In high school I dragged myself toward the summer reading list I needed to complete to be ready for my advanced English classes in the fall. At that stage in my development, I preferred books that mirrored my reality, and I didn’t think my teachers would include anything that would interest me. To my surprise, I couldn’t get enough of Wuthering Heights and Tess of the d’Urbervilles. Watership Down captured my imagination in a way I didn’t expect. They weren’t mirrors, but windows into another world, the temporary escape from real life that I needed. Then one summer, I took a long look at the choices on the list and chose Richard Wright’s Native Son, which introduced me to what some young Black boys in the city faced. It raised questions of racial inequality and economic despair. I can still remember Bigger Thomas’s fear rising from the pages of that paperback like smoke. With that book in my hand, I was completely at Wright’s mercy, and my love for reading was solidified.
These mentors, these books of mine, spoke in no uncertain terms about the value system that should guide a life worth living. From an early age, my moral compass was set toward considering the most vulnerable members of the community.

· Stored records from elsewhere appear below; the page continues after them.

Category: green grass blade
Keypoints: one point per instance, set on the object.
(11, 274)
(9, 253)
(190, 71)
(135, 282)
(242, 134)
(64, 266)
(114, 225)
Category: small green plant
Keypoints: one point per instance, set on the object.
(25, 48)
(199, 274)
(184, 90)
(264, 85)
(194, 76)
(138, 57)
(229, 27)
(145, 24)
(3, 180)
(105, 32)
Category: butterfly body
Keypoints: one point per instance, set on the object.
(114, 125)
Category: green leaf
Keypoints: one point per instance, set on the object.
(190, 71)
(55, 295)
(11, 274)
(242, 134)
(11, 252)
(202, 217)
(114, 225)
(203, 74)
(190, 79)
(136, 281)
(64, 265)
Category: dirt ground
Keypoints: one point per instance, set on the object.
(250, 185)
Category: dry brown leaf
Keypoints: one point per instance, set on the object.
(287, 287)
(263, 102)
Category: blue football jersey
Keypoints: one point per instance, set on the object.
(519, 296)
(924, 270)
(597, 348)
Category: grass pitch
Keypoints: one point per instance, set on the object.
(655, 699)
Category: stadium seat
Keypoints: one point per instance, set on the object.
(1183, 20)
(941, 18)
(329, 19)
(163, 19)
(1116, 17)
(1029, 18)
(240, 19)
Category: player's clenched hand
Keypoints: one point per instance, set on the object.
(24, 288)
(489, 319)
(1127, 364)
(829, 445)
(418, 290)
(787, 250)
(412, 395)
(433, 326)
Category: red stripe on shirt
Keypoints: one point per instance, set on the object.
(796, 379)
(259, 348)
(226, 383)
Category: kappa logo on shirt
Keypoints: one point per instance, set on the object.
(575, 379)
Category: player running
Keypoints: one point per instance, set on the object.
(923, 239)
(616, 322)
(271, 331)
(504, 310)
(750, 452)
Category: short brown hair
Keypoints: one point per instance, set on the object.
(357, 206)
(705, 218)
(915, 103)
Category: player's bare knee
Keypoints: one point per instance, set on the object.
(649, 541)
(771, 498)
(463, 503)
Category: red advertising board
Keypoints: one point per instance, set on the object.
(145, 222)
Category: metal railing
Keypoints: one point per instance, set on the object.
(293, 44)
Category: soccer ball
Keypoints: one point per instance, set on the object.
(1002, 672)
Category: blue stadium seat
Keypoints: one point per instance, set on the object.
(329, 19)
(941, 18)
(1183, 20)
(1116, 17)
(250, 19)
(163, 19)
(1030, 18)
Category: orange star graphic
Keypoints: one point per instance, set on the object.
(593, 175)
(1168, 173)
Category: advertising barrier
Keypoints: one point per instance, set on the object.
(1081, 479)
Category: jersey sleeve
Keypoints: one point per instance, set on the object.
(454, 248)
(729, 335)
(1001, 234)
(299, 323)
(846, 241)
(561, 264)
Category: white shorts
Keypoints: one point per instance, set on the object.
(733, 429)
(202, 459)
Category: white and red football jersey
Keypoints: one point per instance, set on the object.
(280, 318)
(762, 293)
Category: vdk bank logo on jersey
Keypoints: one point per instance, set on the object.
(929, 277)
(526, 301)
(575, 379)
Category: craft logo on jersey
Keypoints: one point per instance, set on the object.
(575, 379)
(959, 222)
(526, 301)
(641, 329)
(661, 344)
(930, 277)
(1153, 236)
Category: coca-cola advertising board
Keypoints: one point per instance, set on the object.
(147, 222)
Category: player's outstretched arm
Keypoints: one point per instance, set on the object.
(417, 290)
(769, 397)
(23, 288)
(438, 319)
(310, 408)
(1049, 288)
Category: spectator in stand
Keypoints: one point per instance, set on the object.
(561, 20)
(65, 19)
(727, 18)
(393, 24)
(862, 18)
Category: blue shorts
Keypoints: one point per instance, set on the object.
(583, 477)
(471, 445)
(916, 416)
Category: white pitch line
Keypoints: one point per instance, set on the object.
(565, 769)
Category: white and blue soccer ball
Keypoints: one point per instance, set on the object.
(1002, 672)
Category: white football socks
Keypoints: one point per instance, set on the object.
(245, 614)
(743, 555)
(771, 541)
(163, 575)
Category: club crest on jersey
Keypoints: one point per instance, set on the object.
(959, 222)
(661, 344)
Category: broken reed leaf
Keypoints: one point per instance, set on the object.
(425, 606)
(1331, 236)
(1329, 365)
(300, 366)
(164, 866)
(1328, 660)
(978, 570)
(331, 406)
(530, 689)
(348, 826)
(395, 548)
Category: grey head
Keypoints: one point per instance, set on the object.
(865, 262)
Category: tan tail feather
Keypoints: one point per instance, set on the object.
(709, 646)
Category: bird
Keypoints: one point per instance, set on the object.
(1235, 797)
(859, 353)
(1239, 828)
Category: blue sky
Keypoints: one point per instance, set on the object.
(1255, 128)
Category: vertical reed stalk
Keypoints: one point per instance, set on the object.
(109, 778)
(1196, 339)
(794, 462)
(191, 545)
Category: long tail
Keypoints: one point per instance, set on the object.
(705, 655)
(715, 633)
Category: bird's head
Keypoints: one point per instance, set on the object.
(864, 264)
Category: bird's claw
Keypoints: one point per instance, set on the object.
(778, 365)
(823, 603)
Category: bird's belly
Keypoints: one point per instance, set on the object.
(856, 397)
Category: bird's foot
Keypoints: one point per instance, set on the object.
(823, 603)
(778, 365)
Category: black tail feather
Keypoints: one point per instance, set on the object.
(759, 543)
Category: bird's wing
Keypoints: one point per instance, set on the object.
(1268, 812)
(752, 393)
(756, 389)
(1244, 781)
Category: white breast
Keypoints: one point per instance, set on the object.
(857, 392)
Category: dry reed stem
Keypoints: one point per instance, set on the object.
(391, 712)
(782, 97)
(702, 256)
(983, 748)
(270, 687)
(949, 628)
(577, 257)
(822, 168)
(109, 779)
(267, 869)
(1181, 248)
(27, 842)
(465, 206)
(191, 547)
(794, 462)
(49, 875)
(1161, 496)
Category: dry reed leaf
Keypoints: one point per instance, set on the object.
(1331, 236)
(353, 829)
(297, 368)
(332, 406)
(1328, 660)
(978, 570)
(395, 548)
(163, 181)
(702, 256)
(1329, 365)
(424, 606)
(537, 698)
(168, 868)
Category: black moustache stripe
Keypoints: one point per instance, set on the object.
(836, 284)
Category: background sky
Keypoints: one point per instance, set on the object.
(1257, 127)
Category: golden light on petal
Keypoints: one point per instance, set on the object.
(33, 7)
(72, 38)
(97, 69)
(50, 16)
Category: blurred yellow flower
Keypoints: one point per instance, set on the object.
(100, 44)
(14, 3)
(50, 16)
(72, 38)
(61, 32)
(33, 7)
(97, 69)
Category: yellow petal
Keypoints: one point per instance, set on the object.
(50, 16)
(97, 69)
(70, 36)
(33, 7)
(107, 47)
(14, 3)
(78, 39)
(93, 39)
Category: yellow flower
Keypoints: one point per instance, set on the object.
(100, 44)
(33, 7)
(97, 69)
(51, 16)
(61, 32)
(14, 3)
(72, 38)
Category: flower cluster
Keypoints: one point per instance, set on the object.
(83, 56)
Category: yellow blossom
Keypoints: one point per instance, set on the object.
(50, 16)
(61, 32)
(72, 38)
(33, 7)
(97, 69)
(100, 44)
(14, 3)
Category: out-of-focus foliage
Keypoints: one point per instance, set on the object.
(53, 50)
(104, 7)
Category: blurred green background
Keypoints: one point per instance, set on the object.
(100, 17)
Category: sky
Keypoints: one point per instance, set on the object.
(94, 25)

Through a confluence of situations and explicit instruction, I internalized a lesson that would shape my entire life: how we treat those with the least power and influence will ultimately define us. My mentors, on the page and in real life, fervently taught that at the end of the day, it is not about protecting the rich and the elite or positioning them to gather more wealth. It is the opposite end of the income spectrum that needs our attention most. Turning our backs on the poor is not only callous but foolish, since we are all inextricably tied to one another as citizens of one nation, one planet. No man is an island, and the quality of life experienced by the poor is not so much a referendum on their lack of ambition as an indictment of the privileged and the comfortable.